Human genes involved in cell-cycle regulation and cancer have close counterparts in the fly, so results from the embryo assay are directly relevant to cancer research. Initially, Sullivan used movies of cell division in fly embryos to analyze the effects of mutations in cell-cycle genes. Impressed by the results, he began doing similar studies with drugs used in cancer chemotherapy.

"We can see in unprecedented detail the effects of each drug on the cell cycle," Sullivan said. "Even for well-characterized drugs, we are obtaining new insights into their mechanisms of action."

One drug, for example, was found to compromise a particular cell-cycle checkpoint. Checkpoints maintain the integrity of cell division by ensuring that each step in the cell cycle is completed before the next step begins. A checkpoint may halt the cell cycle so that repair processes can operate before errors are passed on to daughter cells. Sullivan found that the drug, which belongs to a class of drugs called topoisomerase inhibitors, disrupts a checkpoint that makes sure all of a cell's DNA has replicated to produce two copies of each chromosome, one for each daughter cell. The movie showed cells prematurely entering the phase in which the chromosomes separate (called metaphase).

"The combination of timing data and morphological information is very useful," Sullivan said. "We know that it takes eight minutes to replicate the DNA, but we see the cell going into metaphase at six minutes.
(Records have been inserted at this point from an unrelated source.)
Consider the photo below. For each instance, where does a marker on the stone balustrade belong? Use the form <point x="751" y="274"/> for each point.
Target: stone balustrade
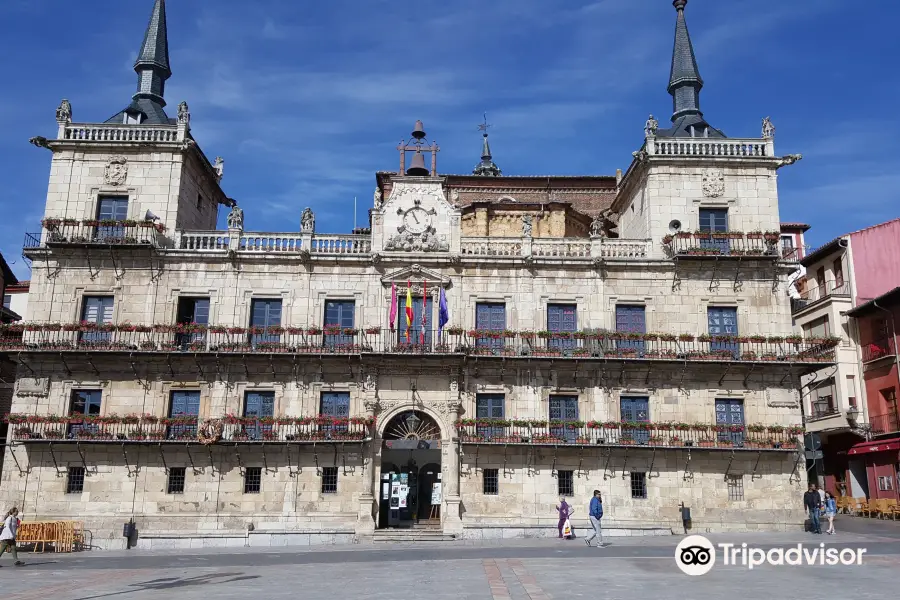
<point x="564" y="248"/>
<point x="121" y="133"/>
<point x="708" y="147"/>
<point x="555" y="247"/>
<point x="341" y="244"/>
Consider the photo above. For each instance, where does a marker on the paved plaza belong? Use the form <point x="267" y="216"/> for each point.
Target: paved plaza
<point x="511" y="569"/>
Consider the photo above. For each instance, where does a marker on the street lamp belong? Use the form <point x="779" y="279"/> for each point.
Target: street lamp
<point x="412" y="422"/>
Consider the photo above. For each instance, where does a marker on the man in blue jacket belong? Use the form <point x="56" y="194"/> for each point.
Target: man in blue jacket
<point x="595" y="512"/>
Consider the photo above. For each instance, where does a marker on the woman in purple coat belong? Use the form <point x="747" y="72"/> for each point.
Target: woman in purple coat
<point x="563" y="510"/>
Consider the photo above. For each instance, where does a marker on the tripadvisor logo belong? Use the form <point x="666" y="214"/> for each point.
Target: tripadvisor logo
<point x="696" y="555"/>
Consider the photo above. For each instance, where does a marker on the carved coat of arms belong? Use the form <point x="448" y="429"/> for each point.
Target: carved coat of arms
<point x="116" y="170"/>
<point x="713" y="183"/>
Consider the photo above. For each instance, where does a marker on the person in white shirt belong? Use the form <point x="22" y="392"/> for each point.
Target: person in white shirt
<point x="8" y="535"/>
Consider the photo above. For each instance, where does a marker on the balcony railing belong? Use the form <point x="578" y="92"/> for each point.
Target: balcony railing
<point x="92" y="337"/>
<point x="121" y="133"/>
<point x="820" y="292"/>
<point x="883" y="348"/>
<point x="822" y="410"/>
<point x="722" y="244"/>
<point x="97" y="233"/>
<point x="615" y="433"/>
<point x="554" y="247"/>
<point x="183" y="429"/>
<point x="882" y="424"/>
<point x="707" y="147"/>
<point x="263" y="242"/>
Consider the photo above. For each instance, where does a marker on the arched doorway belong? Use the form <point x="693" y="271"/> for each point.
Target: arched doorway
<point x="410" y="470"/>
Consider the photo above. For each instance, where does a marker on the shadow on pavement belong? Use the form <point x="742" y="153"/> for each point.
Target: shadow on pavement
<point x="169" y="583"/>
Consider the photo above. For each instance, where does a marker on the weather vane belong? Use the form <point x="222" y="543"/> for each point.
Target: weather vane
<point x="484" y="126"/>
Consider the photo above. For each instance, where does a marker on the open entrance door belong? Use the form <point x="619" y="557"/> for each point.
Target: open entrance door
<point x="410" y="471"/>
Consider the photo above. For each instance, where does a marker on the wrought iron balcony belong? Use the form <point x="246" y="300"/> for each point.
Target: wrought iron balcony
<point x="882" y="424"/>
<point x="94" y="232"/>
<point x="705" y="244"/>
<point x="879" y="349"/>
<point x="822" y="292"/>
<point x="188" y="429"/>
<point x="616" y="433"/>
<point x="582" y="345"/>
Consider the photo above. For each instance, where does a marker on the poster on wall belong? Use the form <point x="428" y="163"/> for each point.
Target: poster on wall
<point x="436" y="494"/>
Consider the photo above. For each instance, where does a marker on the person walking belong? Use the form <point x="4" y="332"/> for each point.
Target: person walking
<point x="595" y="512"/>
<point x="813" y="502"/>
<point x="830" y="512"/>
<point x="564" y="510"/>
<point x="8" y="535"/>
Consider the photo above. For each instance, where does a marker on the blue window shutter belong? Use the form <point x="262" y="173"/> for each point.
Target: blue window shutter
<point x="339" y="313"/>
<point x="185" y="403"/>
<point x="259" y="404"/>
<point x="631" y="319"/>
<point x="113" y="208"/>
<point x="335" y="404"/>
<point x="489" y="406"/>
<point x="713" y="219"/>
<point x="98" y="309"/>
<point x="730" y="412"/>
<point x="265" y="313"/>
<point x="201" y="311"/>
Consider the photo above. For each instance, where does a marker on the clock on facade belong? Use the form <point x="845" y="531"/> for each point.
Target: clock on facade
<point x="416" y="220"/>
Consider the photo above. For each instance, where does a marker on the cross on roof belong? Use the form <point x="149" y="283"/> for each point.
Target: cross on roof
<point x="484" y="126"/>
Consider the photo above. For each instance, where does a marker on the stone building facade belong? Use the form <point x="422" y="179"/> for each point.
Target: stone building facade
<point x="621" y="333"/>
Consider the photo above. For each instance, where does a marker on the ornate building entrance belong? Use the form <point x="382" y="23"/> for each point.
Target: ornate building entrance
<point x="410" y="487"/>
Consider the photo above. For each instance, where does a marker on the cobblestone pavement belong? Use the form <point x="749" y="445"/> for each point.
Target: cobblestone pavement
<point x="512" y="569"/>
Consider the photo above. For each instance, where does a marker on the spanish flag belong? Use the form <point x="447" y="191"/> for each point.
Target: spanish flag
<point x="409" y="315"/>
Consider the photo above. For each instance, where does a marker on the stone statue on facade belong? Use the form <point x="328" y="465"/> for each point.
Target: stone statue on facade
<point x="184" y="114"/>
<point x="236" y="218"/>
<point x="597" y="230"/>
<point x="651" y="127"/>
<point x="308" y="221"/>
<point x="116" y="170"/>
<point x="788" y="159"/>
<point x="64" y="112"/>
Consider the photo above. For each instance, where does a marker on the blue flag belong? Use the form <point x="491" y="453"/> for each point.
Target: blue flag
<point x="443" y="311"/>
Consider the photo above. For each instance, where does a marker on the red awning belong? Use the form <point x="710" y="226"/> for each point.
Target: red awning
<point x="875" y="446"/>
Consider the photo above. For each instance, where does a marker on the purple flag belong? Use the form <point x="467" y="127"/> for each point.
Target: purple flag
<point x="443" y="311"/>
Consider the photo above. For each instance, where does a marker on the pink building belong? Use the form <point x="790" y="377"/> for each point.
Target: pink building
<point x="843" y="274"/>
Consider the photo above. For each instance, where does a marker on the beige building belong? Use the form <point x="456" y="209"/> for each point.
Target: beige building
<point x="621" y="333"/>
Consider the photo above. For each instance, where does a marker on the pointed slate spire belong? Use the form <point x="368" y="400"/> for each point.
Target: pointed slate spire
<point x="486" y="167"/>
<point x="152" y="65"/>
<point x="684" y="81"/>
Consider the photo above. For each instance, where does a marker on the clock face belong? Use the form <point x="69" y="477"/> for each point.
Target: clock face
<point x="416" y="220"/>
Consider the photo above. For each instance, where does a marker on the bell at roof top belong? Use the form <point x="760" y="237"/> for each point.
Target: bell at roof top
<point x="419" y="131"/>
<point x="417" y="166"/>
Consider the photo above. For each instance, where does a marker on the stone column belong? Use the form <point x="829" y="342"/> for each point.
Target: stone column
<point x="365" y="522"/>
<point x="452" y="500"/>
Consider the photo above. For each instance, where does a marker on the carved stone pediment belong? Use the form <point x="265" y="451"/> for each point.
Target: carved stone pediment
<point x="416" y="274"/>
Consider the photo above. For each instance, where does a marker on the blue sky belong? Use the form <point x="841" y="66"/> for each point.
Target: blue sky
<point x="306" y="100"/>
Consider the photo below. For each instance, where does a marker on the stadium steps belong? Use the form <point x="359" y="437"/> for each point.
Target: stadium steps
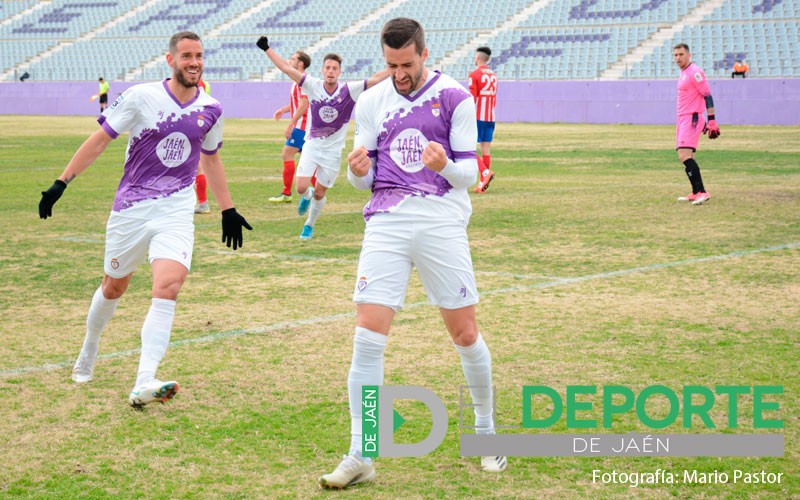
<point x="466" y="50"/>
<point x="87" y="36"/>
<point x="135" y="73"/>
<point x="657" y="40"/>
<point x="272" y="73"/>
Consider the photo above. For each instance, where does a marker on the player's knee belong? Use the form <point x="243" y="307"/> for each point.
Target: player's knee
<point x="114" y="288"/>
<point x="465" y="337"/>
<point x="167" y="290"/>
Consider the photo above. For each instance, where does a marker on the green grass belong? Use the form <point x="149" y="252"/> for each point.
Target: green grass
<point x="590" y="273"/>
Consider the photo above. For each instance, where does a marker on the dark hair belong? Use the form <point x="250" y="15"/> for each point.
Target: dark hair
<point x="401" y="32"/>
<point x="332" y="57"/>
<point x="182" y="35"/>
<point x="304" y="58"/>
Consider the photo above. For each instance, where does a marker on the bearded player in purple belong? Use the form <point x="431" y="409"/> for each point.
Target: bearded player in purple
<point x="173" y="126"/>
<point x="414" y="148"/>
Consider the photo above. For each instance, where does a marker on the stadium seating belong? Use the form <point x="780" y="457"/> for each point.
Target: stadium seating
<point x="69" y="40"/>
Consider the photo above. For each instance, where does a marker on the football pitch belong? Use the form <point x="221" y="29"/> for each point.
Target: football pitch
<point x="590" y="273"/>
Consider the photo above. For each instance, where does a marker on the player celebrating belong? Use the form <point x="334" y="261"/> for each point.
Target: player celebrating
<point x="102" y="92"/>
<point x="483" y="87"/>
<point x="172" y="126"/>
<point x="200" y="183"/>
<point x="296" y="130"/>
<point x="694" y="97"/>
<point x="331" y="105"/>
<point x="414" y="147"/>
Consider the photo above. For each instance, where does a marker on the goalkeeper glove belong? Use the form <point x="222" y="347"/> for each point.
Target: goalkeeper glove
<point x="50" y="197"/>
<point x="232" y="224"/>
<point x="713" y="129"/>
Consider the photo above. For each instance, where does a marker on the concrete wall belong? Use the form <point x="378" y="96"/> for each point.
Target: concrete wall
<point x="740" y="101"/>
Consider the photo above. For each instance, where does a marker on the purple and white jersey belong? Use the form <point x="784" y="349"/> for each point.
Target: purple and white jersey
<point x="166" y="138"/>
<point x="395" y="129"/>
<point x="330" y="111"/>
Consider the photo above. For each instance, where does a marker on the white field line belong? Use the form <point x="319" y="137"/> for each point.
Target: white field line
<point x="213" y="337"/>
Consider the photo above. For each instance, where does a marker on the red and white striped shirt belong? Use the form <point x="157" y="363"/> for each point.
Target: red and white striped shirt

The chromosomes just break into fragments because they are still stuck together when the cell divides."

Sullivan plans to run the assay on all of the roughly 80 drugs commonly used in cancer chemotherapy and compile the results in a database. He is testing drugs in normal flies as well as flies that carry mutations associated with cancer.

"We'll have a movie of each drug that shows how it affects the cell cycle and how it interacts with certain mutations," he said.

Sullivan also plans to team up with other UCSC researchers to screen natural and synthetic compounds for their effects on the cell cycle.

"We want to identify compounds that don't kill normal cells but affect cells with mutations typically found in cancer," he said. "The idea is to tailor drug therapies to affect the genetic mutations that occur in specific cancers."